Anyway, your billionaires are coming, and we want to know what the fuck we’re supposed to do about it. Even if they don’t rape our women, the last thing we want is a bunch of flags with that stupid Amazon arrow all over the damn place.
The Martian people
First of all, let me apologize for not yet saving you guys from original sin. Dad created all the planets in one day and remembered to stock them all with forbidden fruit trees and evil serpents, but never got around to knocking up all the necessary virgins. In a way, it does make sense to finish one planet before moving on to the next. I mean, you don’t want us doing a half-assed job, do you? We’re billions of years old, and we’re not as omniscient or omnipotent as we used to be. Don’t worry—I’m just about finished with Earth. I’m putting the finishing touches on my Apocalypse and then I’ll move on to Mars. Incidentally, I’m hoping things go a little smoother there. I don’t mind dying on a cross, but the whole “crown of thorns” thing was unnecessary, so if you could just pass that request on to your version of Pontius Pilate, that would be great.

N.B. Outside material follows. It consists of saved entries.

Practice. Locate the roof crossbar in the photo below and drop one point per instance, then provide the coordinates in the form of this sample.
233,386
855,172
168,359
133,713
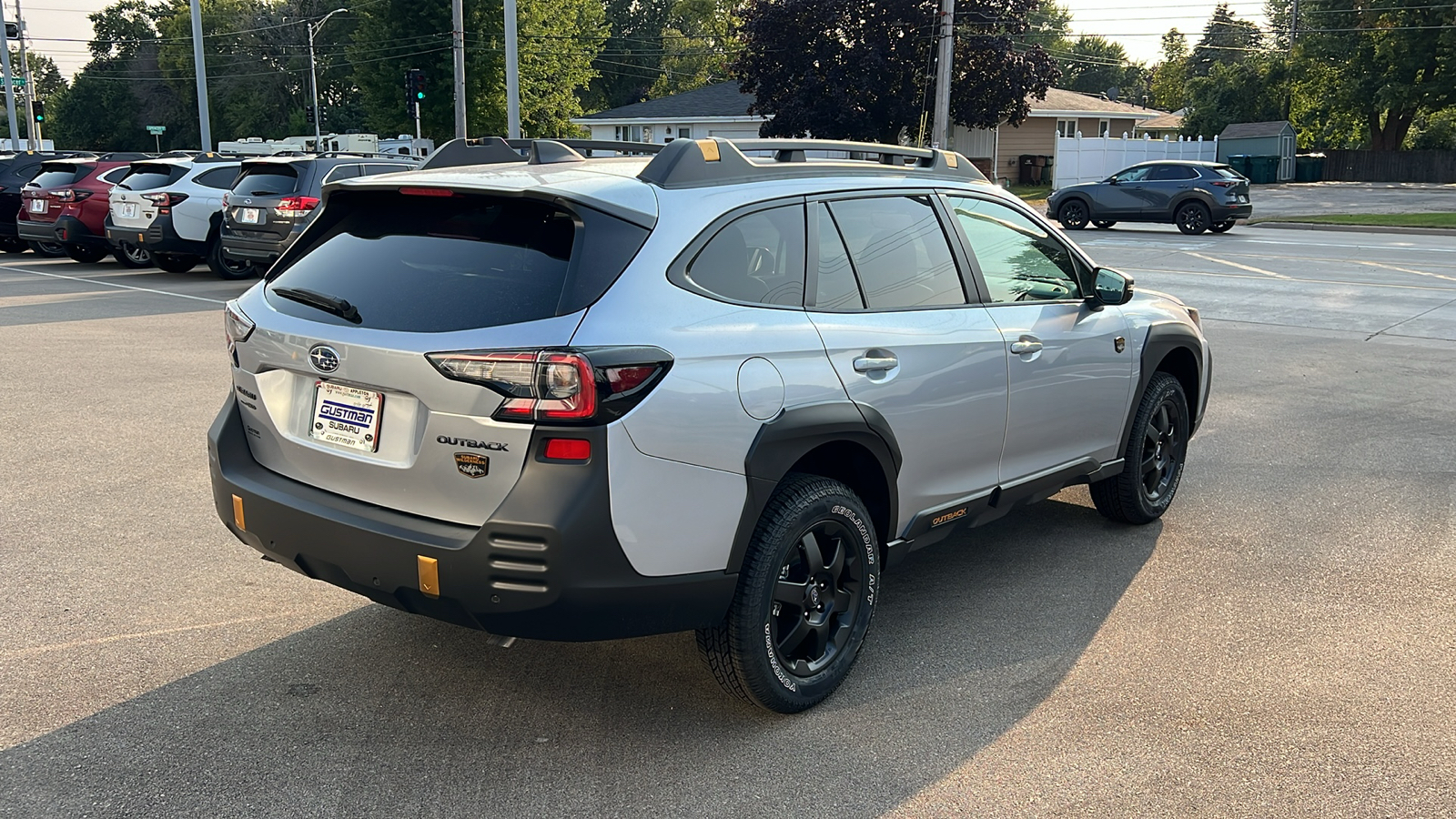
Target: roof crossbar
715,160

As for the billionaires, I wouldn’t worry about them too much. They’re just bored. They’re going to show up to Mars, jump around in the dirt for a few minutes and then say “this sucks” and head home. And you don’t have to worry about them fucking your women, because they’re all impotent.
Jesus is right that the rich assholes probably aren’t going to fuck with you, but I think you should kill them just in case. As soon as they land, send your probe droids out to blast them with lasers, then blame it on the Decepticons. Earth already has a beef with Megatron, so they’ll totally believe it was him. Murdering them may seem a bit extreme, but guys like Bezos are fuckers, and they have it coming. I mean, do you know how many lives could be saved for the amount of money they’re pissing away to indulge some ridiculous childhood fantasy? If they insist on dumping their recourses into something frivolous, why not clone dinosaurs instead? Everyone on Earth would think they were heroes if they did that. Plus, it would be fun to see Branson get his dick bitten off by a velociraptor. Or watch Musk get horned in the ass by a triceratops. Anyway, it doesn’t matter. They’ve already made up their minds about how they’re going to spend their ridiculous fortunes, so it’s up to you Martians to give them the ironic sci-fi ending they deserve.